Ce revêtement de sol signé Tarkett ne contient aucun phtalate et l'encre utilisée pour l'impression des motifs est composée d'eau.

* La VMC renouvelle l’air ambiant en évacuant l’air vicié par des bouches situées dans les pièces humides comme la cuisine, la salle-de-bains et les toilettes. L’air neuf est diffusé par des ouïes situées en partie supérieure des fenêtres, baies vitrées des chambres, salon, séjour.

Avis d’expert

« La VMC : une catastrophe »

Nicolas Duhameau est président de l’Association de la promotion de la qualité de l’air intérieur (APQAI) qui a piloté la rédaction du livre « La qualité de l’air intérieur pour les nuls », paru chez First Editions. Il nous explique les enjeux qui doivent être relevés par les professionnels et les bonnes pratiques à adopter.

Construire sa maison : Quelle est l’origine de cet ouvrage ?
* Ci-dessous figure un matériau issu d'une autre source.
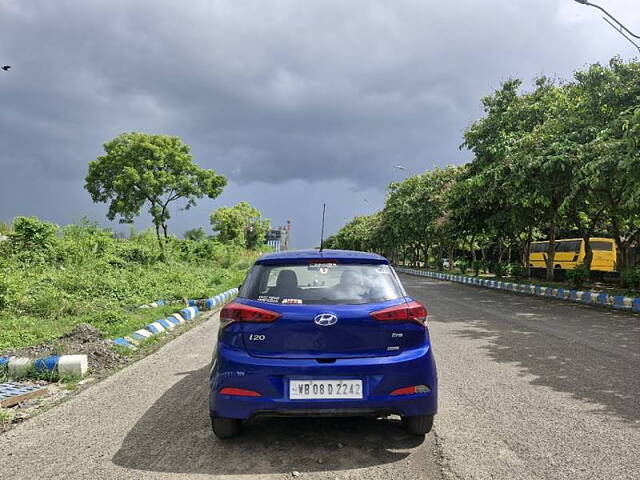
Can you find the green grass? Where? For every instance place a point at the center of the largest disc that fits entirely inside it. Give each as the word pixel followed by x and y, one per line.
pixel 6 415
pixel 85 276
pixel 46 311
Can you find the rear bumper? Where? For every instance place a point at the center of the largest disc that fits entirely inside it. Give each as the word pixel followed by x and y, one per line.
pixel 270 377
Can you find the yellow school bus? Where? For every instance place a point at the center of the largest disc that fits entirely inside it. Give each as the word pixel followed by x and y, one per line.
pixel 570 253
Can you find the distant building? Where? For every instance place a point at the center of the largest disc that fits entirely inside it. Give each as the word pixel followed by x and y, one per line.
pixel 278 238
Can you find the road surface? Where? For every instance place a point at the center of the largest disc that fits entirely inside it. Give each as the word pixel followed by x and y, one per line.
pixel 529 389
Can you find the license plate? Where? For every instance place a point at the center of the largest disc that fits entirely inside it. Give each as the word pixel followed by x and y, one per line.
pixel 325 389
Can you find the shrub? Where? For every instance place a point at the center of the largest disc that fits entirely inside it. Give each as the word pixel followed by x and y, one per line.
pixel 631 278
pixel 32 240
pixel 578 276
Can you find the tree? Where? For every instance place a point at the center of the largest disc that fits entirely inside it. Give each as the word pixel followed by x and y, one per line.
pixel 241 224
pixel 195 234
pixel 139 169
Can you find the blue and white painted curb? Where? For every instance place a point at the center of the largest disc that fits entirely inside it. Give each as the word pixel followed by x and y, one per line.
pixel 618 302
pixel 172 321
pixel 60 365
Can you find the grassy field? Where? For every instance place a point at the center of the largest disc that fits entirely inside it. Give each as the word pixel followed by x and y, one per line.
pixel 52 279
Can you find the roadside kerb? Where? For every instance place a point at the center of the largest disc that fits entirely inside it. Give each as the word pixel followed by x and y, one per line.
pixel 599 299
pixel 60 365
pixel 172 321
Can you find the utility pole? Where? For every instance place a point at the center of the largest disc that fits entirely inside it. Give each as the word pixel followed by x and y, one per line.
pixel 616 24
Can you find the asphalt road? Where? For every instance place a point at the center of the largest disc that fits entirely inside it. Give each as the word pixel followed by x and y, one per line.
pixel 529 388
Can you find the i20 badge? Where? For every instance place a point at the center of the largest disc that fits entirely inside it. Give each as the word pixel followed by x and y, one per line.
pixel 325 319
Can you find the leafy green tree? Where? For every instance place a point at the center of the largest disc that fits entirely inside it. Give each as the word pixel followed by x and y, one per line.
pixel 241 224
pixel 195 234
pixel 139 169
pixel 608 107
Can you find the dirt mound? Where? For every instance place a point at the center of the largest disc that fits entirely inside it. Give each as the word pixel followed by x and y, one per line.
pixel 83 339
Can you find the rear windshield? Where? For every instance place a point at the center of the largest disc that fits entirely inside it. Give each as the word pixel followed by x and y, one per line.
pixel 326 284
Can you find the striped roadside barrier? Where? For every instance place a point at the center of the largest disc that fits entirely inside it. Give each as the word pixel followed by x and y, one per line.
pixel 172 321
pixel 601 299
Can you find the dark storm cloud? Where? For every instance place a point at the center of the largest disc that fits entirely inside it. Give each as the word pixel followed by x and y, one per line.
pixel 285 97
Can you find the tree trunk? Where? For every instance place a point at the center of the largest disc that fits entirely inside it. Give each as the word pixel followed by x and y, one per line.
pixel 622 257
pixel 588 251
pixel 551 253
pixel 527 252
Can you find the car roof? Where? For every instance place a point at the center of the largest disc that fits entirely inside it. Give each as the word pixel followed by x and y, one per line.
pixel 304 256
Nicolas Duhameau : Ce livre a été rédigé par dix-sept auteurs : des médecins, des scientifiques, des industriels, des ingénieurs,
des conseillers médicaux. Il s’adresse aussi bien aux particuliers qu’aux professionnels pour les sensibiliser aux nuisances qui peuvent être occasionnées par une mauvaise qualité de l’air intérieur. Il explique également comment on peut agir simplement pour maintenir un air sain. Il est ainsi indispensable d’aérer quotidiennement son logement. C’est le geste le plus efficace ! Hélas, les gens n’ouvrent plus leurs fenêtres car leurs maisons sont dotées de volets roulants ! Il faut également améliorer la qualité des installations de VMC dans les maisons neuves.

Pourquoi ?

C’est une catastrophe ! Les conduits évacuant l’air vicié sont percés. Il y aussi des pertes de charge dans l’installation occasionnant
une diminution du débit d’air extrait. Les électriciens et les plombiers qui installent ces équipements ne sont pas formés à la ventilation.
Très peu d’auto-contrôles sont d’ailleurs réalisés par les professionnels. Et vérifier si la VMC fonctionne correctement en plaçant une feuille de papier toilette au contact des bouches d’extraction est un peu « juste » ! Il faut acheter le matériel nécessaire à l’auto-contrôle des VMC. Nous travaillons avec le CSTB (Centre scientifique et technique du bâtiment) à la création d’une filière dédiée au métier de la ventilation.

L’état d’esprit des particuliers a-t-il changé sur la qualité de l’air intérieur  ?

Oui. Nous observons une prise de conscience des particuliers. Ces derniers ont en effet une véritable appétence pour cette thématique comme pour leur environnement immédiat. Ces préoccupations qui existaient déjà ont été évidemment exacerbées par la Covid-19.